Iron Council  - China MiƩville

Seemingly April is the Month of Disappointing Sequels.

 

Iron Council is the third in Mieville's Bas-Lag sequence (I hesitate to call it a series, because although I think you have to read each book to get the full effect of the next one, it doesn't follow the same characters or even the same arc, really). It's hard to say too much about the plot, because spoilers (the slow reveal of what the Iron Council is is one of the best things about the book), but it follows the course of a revolution in the repressive city-state of New Crobuzon (think Ankh-Morpork, but without the charm). Fighting in the streets, not-so-covert sedition, assassination plots, that sort of thing. Somewhere far away from the city is a thing called the Iron Council, an entity from which the revolutionaries draw hope and inspiration. And it's coming back.

 

Like The Scar, Iron Council avoids narratively obvious outcomes to comment on the idea of human endeavour and power, and to think about how "history" works. This is fine. This is how I like my Mieville: it probably won't suit everyone - I can imagine "what was the point of that?" as a valid response - but it makes me think. It challenges me as a fantasy reader, and I enjoy that challenge. But for me Iron Council doesn't achieve the claustrophobia or the sheer thematic density of Perdido Street Station.
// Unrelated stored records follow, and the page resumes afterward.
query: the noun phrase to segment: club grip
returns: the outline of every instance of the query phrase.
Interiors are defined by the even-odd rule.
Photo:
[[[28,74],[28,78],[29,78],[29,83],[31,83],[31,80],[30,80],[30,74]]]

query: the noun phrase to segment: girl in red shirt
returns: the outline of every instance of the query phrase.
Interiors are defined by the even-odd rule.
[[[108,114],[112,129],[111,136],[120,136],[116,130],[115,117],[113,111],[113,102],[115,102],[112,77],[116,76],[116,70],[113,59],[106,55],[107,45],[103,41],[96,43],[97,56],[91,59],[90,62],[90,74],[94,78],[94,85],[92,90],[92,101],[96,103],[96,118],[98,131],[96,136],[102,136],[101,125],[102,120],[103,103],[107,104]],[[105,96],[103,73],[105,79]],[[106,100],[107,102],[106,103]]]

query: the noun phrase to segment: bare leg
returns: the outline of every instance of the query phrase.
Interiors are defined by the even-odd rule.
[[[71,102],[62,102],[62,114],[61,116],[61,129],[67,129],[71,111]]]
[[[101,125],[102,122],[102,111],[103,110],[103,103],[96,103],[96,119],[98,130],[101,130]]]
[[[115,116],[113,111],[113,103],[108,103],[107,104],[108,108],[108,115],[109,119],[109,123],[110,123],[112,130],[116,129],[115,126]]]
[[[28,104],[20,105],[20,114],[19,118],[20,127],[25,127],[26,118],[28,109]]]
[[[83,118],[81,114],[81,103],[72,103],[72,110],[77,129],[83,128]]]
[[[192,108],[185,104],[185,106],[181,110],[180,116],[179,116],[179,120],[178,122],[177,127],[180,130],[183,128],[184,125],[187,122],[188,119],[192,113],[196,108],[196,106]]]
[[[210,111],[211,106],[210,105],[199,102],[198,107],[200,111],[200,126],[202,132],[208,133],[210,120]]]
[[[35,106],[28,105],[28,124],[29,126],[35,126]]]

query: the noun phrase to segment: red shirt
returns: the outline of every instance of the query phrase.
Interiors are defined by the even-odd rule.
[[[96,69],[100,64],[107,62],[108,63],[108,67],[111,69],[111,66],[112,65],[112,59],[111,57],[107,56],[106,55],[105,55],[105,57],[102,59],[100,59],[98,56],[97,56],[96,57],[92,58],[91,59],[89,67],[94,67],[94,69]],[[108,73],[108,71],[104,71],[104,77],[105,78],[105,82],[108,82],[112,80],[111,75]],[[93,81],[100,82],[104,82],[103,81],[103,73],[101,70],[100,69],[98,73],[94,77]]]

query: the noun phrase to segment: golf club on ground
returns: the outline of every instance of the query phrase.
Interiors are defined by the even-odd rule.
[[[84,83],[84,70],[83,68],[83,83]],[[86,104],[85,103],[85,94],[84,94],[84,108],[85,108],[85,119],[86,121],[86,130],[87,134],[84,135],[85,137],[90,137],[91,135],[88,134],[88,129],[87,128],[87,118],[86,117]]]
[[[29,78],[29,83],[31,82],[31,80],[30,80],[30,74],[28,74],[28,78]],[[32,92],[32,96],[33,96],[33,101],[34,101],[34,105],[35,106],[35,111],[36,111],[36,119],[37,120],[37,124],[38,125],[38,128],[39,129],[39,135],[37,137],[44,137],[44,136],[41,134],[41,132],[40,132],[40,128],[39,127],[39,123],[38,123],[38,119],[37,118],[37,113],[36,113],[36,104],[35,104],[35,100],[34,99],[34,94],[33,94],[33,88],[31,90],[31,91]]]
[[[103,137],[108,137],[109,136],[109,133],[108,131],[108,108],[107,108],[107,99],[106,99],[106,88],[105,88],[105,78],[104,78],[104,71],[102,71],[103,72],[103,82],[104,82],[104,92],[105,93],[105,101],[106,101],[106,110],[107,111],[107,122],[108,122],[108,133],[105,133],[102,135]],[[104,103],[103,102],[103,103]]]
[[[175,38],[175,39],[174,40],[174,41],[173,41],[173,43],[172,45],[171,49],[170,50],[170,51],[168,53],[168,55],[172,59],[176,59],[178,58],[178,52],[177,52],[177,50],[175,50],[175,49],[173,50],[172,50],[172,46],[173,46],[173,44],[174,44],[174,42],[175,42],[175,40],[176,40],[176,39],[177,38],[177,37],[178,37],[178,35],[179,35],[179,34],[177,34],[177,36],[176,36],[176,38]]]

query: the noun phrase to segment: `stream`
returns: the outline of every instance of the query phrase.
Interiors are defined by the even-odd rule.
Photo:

The relationship between Judah and Cutter is nowhere near as convincing or as emotional as that between Isaac and Lin in Perdido. The book begins slowly and not very interestingly: Mieville is far better at writing city life in its multiplicity than he is at writing about small bands of travellers alone in a vast continent.

 

Actually, I think that's the main issue here. Despite the revolution, Iron Council is not at its heart a book about a city, as both Perdido and The Scar were. It's a book about a concept rather than a place, about abstractions rather than the concrete. It's more interested in its themes than in its characters, which is probably not a good place for any book.

 

(While we're talking about characters, I just want to register my uneasiness about Mieville's female characters. Perdido and Iron Council have both featured male leads with supporting females. Though Derkhan in the former was pretty badass, Lin, the other main female character, is absent for over half the book and eventually loses her agency through spoilery means. I guess Iron Council has Ann-Hari, who is also badass, but the narrative isn't particularly interested in her and she's presented as a bit authoritarian. The Scar had Bellis Coldwine as a lead, but kind of the whole point of that book was that she didn't have any agency. Not a good trend, maybe?)

 

I should probably say that, on its own, Iron Council is a darn good book, actually. Thoughtful, ideas-driven fantasy with a swift and inventive plot, fascinating premise and convincing characterisation is rare enough, after all. But in the context of its predecessors it's just a bit less good.